1/ SIMPLIFIER L’ENVIRONNEMENT DES ENTREPRISES
Simplifier, réduire, alléger les contraintes auxquelles
sont soumises les entreprises, c’est leur permettre
d’être plus réactives, d’être plus efficaces et plus
compétitives dans la compétition mondiale. Ainsi,
simplifier, c’est favoriser la croissance et l’emploi.
Pour toutes ces raisons, j’ai créé en juillet dernier
trois groupes d’experts composés de praticiens du
monde de l’entreprise pour travailler sur la simplification
de leur l’environnement. Ils m’ont remis leurs
conclusions fin septembre. Nous allons étudier les
mesures proposées et certaines d’entre elles feront
l’objet d’un travail important en vue de leur mise en oeuvre.

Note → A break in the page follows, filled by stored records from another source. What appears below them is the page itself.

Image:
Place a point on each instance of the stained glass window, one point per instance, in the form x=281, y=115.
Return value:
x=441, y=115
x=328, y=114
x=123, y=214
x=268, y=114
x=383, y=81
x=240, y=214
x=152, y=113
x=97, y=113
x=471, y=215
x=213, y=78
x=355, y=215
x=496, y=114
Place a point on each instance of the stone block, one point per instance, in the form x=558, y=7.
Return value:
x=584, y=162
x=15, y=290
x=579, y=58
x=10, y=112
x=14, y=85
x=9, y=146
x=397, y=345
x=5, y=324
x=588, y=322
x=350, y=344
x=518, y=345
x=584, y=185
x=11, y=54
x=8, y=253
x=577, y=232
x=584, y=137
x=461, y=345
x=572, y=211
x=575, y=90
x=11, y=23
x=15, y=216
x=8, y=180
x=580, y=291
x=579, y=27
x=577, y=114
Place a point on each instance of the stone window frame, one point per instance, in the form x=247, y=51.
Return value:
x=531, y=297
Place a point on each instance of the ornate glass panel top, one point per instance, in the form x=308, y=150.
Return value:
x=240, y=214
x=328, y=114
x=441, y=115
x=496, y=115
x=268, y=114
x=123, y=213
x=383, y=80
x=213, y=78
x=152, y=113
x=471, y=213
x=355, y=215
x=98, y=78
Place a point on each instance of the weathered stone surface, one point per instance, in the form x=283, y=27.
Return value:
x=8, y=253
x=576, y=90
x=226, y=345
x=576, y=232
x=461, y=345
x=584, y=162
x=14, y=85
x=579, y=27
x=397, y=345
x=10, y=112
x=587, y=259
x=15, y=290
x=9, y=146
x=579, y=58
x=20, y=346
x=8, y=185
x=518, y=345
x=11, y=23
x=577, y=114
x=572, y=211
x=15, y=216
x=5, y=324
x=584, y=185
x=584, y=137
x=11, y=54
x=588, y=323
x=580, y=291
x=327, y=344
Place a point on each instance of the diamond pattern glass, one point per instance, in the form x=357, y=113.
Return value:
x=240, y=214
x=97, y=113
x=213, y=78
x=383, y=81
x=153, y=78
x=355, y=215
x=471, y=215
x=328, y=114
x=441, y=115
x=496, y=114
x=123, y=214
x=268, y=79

2/ SOUTENIR LEUR INNOVATION
Être innovant, c’est fondamental pour être en avance
sur ses concurrents, pour produire à moindre coût
et pour gagner des parts de marché en France et à
l’international. C’est pour cela que le Gouvernement
a placé l’innovation au coeur de ses priorités et a engagé
une politique globale : la réforme du crédit impôt
recherche, le rapprochement entre Oséo et l’AII,
la ratification de l’accord de Londres pour soutenir
l’effort d’innovation des entreprises. Parallèlement, le
Parlement a pris des mesures relatives à la protection
de la propriété industrielle car si l’entrepreneur prend
des risques et ne peut pas profiter des fruits de son
innovation, il n’innove plus.
3/ BAISSER LEUR FISCALITÉ
Avec les départements ministériels concernés, nous
allons procéder à une révision générale de la fiscalité
pour que le niveau de la fiscalité des entreprises revienne
dans la moyenne européenne.
4/ FAVORISER LE FINANCEMENT DES ENTREPRISES
DE TAILLE MOYENNE ET FAIRE GROSSIR LES PME
Nous devons soutenir les entreprises françaises dans
l’accès au financement, afin de leur permettre de se
développer. Délais de paiement, financement bancaire
ou en fonds propres : nous travaillons actuellement
sur des mesures visant à inciter l’investissement dans
les PME et sur le développement des financements
par des investisseurs dits providentiels, les «business
angels ».
5/ RELANCER LEURS EXPORTATIONS
Faciliter et inciter les entrepreneurs à se développer à
l’étranger est également essentiel pour que la France
gagne des parts de marché à l’international. Je veux
clarifier le paysage des acteurs d’accompagnement
de nos entreprises à l’étranger autour de deux guichets:
un guichet « commercial », UbiFrance, notre « navire amiral » pour accompagner le développement
des entreprises françaises à l’étranger, et un guichet
financier, la Coface, pour leur financement que je vais
moderniser. Ceci s’accompagnera d’un renouvellement
des outils et d'une meilleure articulation avec les
autres acteurs d’accompagnement des PME.
Je veux aussi simplifier le parcours à l’export de nos
entreprises, aujourd’hui trop complexe. Je souhaite
que ce qui ne pourra pas être supprimé en termes de
formalités soit rapidement dématérialisé.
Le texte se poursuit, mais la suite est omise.